Oct 1 2014
Amy Pruden, professor of civil and environmental engineering at Virginia Tech, is the 2014 recipient of the Paul L. Busch Award, including a $100,000 research grant.
A well-recognized researcher in her field, Pruden is instrumental in developing a new way of thinking about controlling aquatic pathogens and expanding the use of recycled water. She has an international reputation in applied microbial ecology, environmental remediation, and environmental reservoirs of antimicrobial resistance.
Her accomplishments in these areas led to the Water Environment Research Foundation's Endowment for Innovation in Applied Water Quality Research presenting her with its 2104 Busch award. The foundation cited her outstanding efforts that have contributed significantly to water quality research and its practical application in the environment. The $100,000 grant with the award is given to support and promote work that will bring new benefits to the water quality community and the water-using public they serve.
According to Joan B. Rose, Homer Nowlin Chair in Water Research at Michigan State University and a member of the selection committee, "The global future of water security will be focused on reuse. The issue of antibiotic resistance will not just go away. Science is needed and solutions will be forthcoming because of Dr. Pruden's work."
"Expanding the use of recycled water such as treated wastewater is key to achieving water sustainability," Pruden said. However, public health concerns about the reuse of water must be addressed first.
"Wastewater is of special concern because it receives domestic, hospital, and other waste that can contain antibiotics, antibiotic resistant bacteria, and antibiotic resistance genes that can persist or even multiply through treatment and recycling of water," Pruden explained. "Antibiotic resistance is a critical and worsening global health threat."

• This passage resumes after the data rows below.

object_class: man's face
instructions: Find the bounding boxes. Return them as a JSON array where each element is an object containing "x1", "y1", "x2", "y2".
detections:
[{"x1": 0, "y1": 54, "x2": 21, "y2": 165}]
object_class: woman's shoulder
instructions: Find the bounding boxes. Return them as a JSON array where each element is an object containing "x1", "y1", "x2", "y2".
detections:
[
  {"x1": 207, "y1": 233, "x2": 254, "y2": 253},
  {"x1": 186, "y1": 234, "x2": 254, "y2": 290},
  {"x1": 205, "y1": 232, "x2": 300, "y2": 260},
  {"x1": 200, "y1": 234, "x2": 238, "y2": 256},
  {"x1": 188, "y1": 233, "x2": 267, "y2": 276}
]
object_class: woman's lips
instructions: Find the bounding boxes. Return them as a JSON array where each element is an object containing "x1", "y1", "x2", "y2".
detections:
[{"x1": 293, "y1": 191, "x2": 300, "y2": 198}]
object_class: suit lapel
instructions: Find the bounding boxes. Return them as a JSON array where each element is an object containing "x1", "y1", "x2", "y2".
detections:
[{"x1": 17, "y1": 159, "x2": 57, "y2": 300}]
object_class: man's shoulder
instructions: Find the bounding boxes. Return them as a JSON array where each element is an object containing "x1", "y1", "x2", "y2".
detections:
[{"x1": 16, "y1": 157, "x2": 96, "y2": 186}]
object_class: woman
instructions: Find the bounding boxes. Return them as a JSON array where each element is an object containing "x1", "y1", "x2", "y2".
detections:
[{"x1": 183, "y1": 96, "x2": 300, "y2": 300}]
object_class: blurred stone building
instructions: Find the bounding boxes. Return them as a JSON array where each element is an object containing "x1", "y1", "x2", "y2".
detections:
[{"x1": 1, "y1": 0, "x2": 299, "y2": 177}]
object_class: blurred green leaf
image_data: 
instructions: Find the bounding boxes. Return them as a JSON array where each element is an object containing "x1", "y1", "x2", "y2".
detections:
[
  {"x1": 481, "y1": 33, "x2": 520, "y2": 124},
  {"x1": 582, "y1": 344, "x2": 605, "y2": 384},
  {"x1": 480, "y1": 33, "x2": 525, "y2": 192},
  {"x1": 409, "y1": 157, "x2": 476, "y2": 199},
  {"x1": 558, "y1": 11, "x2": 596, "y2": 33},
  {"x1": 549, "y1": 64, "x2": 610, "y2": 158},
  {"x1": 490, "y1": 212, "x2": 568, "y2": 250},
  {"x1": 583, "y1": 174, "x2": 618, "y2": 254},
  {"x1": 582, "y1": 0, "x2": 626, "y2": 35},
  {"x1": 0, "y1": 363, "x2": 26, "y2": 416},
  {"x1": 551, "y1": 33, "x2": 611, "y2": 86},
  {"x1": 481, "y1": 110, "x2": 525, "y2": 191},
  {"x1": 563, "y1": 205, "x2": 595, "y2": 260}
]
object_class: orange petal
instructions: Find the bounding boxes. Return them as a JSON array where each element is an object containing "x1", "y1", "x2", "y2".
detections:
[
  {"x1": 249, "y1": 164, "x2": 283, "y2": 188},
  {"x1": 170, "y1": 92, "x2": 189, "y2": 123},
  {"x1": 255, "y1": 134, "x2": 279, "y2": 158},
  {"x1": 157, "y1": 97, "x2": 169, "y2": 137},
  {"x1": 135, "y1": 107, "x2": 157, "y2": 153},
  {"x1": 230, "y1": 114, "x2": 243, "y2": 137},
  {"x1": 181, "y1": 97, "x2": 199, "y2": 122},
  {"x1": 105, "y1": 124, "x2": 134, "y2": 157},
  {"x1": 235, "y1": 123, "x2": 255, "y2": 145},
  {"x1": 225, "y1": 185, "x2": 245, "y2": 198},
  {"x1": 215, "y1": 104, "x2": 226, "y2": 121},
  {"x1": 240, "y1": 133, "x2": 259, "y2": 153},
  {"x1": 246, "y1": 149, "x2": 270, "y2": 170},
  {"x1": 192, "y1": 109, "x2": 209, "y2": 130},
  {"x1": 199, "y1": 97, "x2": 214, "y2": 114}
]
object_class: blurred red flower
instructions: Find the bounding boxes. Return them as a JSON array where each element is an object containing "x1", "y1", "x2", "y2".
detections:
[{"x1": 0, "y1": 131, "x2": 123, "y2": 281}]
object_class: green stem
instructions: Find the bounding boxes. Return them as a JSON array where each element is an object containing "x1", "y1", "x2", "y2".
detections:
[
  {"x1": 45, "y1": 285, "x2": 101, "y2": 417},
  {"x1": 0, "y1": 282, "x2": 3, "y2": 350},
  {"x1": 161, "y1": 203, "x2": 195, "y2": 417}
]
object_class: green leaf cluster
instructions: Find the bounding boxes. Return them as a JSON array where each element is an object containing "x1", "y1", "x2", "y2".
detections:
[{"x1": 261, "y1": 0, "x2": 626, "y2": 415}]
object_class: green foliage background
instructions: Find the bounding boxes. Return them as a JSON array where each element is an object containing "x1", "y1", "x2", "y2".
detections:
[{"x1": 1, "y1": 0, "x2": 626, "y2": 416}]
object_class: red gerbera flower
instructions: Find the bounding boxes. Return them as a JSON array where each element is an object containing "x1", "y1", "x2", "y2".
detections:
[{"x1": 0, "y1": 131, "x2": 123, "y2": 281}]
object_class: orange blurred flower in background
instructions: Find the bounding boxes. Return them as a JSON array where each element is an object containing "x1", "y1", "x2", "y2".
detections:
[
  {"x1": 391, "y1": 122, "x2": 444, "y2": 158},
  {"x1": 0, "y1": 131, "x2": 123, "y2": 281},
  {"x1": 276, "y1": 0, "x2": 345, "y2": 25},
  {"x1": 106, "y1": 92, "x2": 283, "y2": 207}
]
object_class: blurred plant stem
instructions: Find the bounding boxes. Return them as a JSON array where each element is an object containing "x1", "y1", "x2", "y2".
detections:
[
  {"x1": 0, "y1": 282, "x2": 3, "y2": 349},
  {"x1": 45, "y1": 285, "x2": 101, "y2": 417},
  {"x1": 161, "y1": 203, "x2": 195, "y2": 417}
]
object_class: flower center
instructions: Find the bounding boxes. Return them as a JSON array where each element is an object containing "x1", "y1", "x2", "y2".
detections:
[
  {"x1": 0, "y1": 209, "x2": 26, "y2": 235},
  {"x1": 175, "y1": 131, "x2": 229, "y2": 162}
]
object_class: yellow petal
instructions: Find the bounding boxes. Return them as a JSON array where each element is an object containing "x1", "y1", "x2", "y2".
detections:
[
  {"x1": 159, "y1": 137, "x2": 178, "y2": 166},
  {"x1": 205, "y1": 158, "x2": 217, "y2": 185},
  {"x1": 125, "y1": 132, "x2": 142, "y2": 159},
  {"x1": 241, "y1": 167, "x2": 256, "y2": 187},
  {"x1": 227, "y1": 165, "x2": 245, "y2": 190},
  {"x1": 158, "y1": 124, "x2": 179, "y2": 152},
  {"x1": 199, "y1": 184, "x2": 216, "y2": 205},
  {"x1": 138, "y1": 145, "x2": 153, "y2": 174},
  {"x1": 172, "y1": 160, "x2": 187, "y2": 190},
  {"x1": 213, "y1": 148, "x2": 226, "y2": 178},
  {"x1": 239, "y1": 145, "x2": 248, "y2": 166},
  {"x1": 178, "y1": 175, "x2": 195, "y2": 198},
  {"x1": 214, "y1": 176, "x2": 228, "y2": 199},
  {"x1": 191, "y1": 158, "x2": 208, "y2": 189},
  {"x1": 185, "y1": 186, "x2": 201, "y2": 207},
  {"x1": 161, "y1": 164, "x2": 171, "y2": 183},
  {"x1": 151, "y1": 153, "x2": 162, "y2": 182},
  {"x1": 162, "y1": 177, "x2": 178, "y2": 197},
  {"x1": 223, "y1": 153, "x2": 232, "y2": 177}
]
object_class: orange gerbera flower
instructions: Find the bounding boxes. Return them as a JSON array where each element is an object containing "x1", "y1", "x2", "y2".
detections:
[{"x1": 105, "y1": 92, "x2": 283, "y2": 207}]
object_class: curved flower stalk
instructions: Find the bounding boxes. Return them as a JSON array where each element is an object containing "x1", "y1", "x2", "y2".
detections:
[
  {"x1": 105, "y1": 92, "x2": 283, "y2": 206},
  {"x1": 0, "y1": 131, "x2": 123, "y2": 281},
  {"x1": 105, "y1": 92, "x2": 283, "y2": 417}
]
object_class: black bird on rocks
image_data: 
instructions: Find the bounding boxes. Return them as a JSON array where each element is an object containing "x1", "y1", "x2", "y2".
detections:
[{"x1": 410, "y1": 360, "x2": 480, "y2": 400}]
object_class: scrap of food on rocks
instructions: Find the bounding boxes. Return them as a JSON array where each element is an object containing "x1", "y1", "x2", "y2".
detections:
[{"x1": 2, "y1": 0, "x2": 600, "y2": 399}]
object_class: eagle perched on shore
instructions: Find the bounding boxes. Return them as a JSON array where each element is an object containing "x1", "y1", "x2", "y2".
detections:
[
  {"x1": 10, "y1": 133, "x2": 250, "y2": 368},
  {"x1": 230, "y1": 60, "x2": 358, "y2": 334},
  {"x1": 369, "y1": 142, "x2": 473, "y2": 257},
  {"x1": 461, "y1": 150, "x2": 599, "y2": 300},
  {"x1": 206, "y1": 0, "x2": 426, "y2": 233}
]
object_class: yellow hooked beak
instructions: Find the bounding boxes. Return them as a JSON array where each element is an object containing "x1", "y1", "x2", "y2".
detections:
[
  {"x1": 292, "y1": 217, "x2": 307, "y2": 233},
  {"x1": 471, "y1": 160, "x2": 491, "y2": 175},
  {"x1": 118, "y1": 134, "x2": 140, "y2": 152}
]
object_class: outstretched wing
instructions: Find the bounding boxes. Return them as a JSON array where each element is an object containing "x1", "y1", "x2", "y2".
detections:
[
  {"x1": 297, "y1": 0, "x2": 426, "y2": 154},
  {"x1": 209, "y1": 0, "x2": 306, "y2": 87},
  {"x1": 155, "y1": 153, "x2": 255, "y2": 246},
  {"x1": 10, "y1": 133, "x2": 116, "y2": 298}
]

"We have new tools -- the next generation DNA sequencing tools, which have just come online in the last five or so years," Pruden said. "They are providing unprecedented information about microbes in all sorts of environments, including 'clean' drinking water. These tools have really surprised us by showing us the numbers and diversity of microbes. There can be thousands of different species of bacteria in a household water supply."
With the Busch award, Pruden said the funding will be used "to help the water industry achieve an innovative and practical approach to achieving water sustainability while also addressing consumers' concerns about the real and growing problem of antibiotic resistance."
Pruden was already among a team of Virginia Tech researchers investigating the challenges presented by four often deadly pathogens that have been documented in household or hospital tap water. They proposed fighting or displacing these opportunistic pathogens with harmless microbes – a probiotic approach for cleaning up plumbing.
Their findings were the subject of a journal article focusing on four opportunistic pathogens that are emerging as a public health concern. Legionella is the infamous cause of deadly Legionnaires disease and milder Pontiac fever. Mycobacterium avium complex causes a pulmonary disease that is the most expensive waterborne disease in terms of individual hospital visits. Pseudomonas aeruginosa is the leading cause of hospital-acquired infections. Pathogenic free-living amoebae are a group of microorganisms that enhance the growth of bacterial pathogens in water by hosting the pathogen, particularly Legionella and M. avium, protecting them and providing a place for them to multiply.
This research was published in the Aug. 20, 2013 online issue of the American Chemical Society journal, Environmental Science and Technology. Virginia Tech's Institute for Critical Technology and Applied Science is sponsoring this work.
In terms of her work with resistance genes, Pruden is among the first researchers who have identified antibiotic resistance developing through environmental sources. For example, when an antibiotic is consumed, researchers have learned that up to 90 percent of the substance passes through the body without metabolizing. This means that the drug can leave the body almost intact through normal bodily functions. So, in the case of agricultural areas, excreted antibiotics can then enter the stream and river environments through a variety of ways, including discharges from animal feeding operations, fish hatcheries, and nonpoint sources such as the flow from fields where manure or biosolids have been applied. Water filtered through wastewater treatment plants may also contain used antibiotics.
Consequently, these discharges become "potential sources of antibiotic resistance genes," said Amy Pruden, a 2007 Presidential Early Career Award in Science and Engineering and a 2006 National Science Foundation CAREER Award recipient.